Пор поворачивается к толмачу, который переводит с такой быстротой, насколько позволяет ему язык. На лице раджи появляется недоумение, на смену которому приходит величественный и ласкающий слух смех. Смех, какой может звучать лишь в обществе друзей и означать: будет вам, ребята, нечего ссориться из-за пустяков!
Величавым жестом Пор успокаивает своих сыновей и других знатных индийцев, а сам снова садится на диван напротив меня, но на сей раз подаётся вперёд, так что наши колени едва не соприкасаются возле столика, уставленного закусками и кувшинами с освежающими напитками.
— Твой друг бросается на твою защиту с яростью пантеры, — говорит Пор, одаряя Гефестиона очередной лучистой улыбкой.
Мой друг, неожиданно смутившись, отступает.
Пор извиняется перед ним и мной, заявляя, что он, возможно, не совсем точно выразился. Разумеется, все мои кампании, походы и битвы были изучены им с дотошностью, которая могла бы удивить и меня самого.
— Я ничуть не спорю, Александр, ты действительно являешься величайшим воителем, победителем, даже освободителем. Но царём ты так и не стал.
— Таким, как ты? — спрашиваю я, едва сдерживая гнев.
— Ты воитель. Я царь. Вот и вся разница.
— Но в чём разница между военачальником и царём?
— Она подобна разнице между морем и штормом.
Я смотрю на него с недоумением. Он поясняет:
— Буря великолепна, она восхищает и устрашает. Богоподобная, она мечет могучие молнии и, сметая всё на своём пути, проносится дальше. А вот море, в отличие от самого буйного шторма, глубоко, вечно и неизменно. Шторм разражается громами и молниями, а океан поглощает и то, и другое, не претерпевая изменения.

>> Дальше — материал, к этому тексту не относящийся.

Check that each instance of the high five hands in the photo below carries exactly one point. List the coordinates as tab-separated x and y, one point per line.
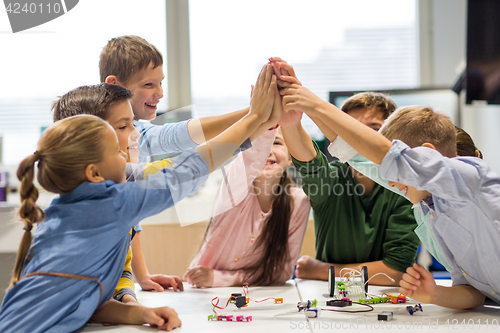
296	99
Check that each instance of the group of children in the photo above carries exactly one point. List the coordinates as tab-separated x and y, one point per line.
80	263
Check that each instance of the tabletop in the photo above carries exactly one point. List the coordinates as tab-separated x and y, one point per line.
194	306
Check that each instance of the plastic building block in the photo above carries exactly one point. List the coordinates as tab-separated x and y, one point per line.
412	309
240	301
313	312
339	302
386	316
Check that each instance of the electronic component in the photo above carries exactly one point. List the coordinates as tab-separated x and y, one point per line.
313	312
386	316
240	301
331	281
339	302
229	318
412	309
306	305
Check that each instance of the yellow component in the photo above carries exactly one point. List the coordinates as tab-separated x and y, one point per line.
154	167
126	282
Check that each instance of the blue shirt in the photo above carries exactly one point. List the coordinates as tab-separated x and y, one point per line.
344	152
86	234
168	138
464	211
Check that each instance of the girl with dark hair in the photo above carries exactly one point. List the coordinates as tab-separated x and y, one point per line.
259	221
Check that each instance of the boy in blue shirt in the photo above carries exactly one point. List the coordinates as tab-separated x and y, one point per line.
132	62
460	194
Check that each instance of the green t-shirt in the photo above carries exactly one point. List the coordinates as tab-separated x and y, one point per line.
352	227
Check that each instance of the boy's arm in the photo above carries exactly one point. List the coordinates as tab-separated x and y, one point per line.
114	312
203	129
125	290
419	284
366	141
218	149
157	282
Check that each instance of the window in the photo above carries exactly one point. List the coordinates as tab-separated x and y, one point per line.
42	63
332	44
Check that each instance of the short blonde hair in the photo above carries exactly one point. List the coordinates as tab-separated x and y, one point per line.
125	56
415	125
370	100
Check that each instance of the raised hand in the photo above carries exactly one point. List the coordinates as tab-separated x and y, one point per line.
282	68
418	283
199	276
299	98
263	95
164	318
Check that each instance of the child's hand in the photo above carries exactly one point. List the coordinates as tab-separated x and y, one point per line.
291	116
161	282
418	283
299	98
263	94
199	276
282	68
164	318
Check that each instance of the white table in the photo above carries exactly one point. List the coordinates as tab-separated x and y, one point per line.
193	307
433	318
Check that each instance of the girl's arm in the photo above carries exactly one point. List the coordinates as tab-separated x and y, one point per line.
114	312
158	282
203	129
419	284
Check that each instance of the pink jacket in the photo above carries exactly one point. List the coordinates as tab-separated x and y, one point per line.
238	221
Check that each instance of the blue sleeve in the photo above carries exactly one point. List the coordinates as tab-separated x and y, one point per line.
426	169
371	170
168	138
137	200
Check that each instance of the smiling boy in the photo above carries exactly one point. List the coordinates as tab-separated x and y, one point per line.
132	62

Ты понял меня, друг мой? Ты — шторм. Я — море.
Он снова улыбается.
Мои зубы стиснуты так плотно, что я не мог бы ответить, даже будь у меня такое желание. Но желание у меня сейчас лишь одно: убраться с этих переговоров, пока я не опозорил себя, пролив кровь хозяина.

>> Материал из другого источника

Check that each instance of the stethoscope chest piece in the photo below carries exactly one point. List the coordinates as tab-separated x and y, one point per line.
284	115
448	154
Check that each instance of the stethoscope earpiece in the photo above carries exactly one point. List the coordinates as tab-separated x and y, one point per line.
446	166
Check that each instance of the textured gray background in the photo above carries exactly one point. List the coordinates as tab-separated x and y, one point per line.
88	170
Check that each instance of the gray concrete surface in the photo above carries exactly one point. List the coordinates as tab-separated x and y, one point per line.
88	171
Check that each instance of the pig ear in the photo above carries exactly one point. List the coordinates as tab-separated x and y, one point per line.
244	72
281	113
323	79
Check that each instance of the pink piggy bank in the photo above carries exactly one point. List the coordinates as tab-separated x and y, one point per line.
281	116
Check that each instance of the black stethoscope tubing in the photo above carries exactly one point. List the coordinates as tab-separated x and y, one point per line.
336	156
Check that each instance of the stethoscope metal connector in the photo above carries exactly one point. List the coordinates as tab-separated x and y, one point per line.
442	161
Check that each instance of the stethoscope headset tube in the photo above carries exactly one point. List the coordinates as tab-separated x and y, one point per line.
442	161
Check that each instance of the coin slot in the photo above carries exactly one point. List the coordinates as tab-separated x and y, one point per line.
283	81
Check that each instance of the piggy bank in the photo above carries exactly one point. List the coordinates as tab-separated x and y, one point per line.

— И всё же, — продолжает раджа, хотя уже менее дружелюбно, — по обиде, написанной на твоём лице, по тому гневу, который тебе едва удаётся сдерживать, я вижу: быть истинным царём для тебя очень важно, и слова мои глубоко тебя задели, хотя, положа руку на сердце, ты должен признать, что они жалят лишь своей справедливостью. Между тем, — Пор мягко улыбается, — у тебя нет оснований для огорчения, ибо ты ещё очень молод. Кто может стать настоящим царём в тридцать или даже в сорок лет? Я потому и предложил тебе стать моим учеником, что мои годы позволяют мне стать твоим отцом, ментором и наставником.
Кратер встречается со мной взглядом и, поняв всё без слов, выступает вперёд.
— Со всем должным почтением, господин, — говорит он, обращаясь к индийскому царю, — должен уведомить тебя о том, что переговоры закончены.
Все македонцы встают. Подзывают наши лодки.
С лица Пора исчезает улыбка. Глаза его наливаются кровью и мрачнеют, на щеках выступают желваки.
— Я предлагал тебе руку своей дочери и честь стать наследником моего царства, но ты ответил на это лишь гневным и угрюмым молчанием, — заявляет он. — Поэтому я делаю тебе другое предложение. Вернись в завоёванные тобой земли и постарайся сделать своих подданных свободными и счастливыми людьми. Пусть каждый из них станет хозяином своего дома и вольным владыкой своего сердца, а не жалким рабом, каким он является сейчас. Сделай это, и, если ты вернёшься ко мне, тогда я сам стану учиться у твоих ног. Ты научишь меня, как быть царём. А до тех пор...
Я повернулся к нему спиной. Все мои спутники перешли на нашу ладью, и лодочник отталкивает её от индийской баржи.
Пор высится над поручнем, величественный, как крепостная башня.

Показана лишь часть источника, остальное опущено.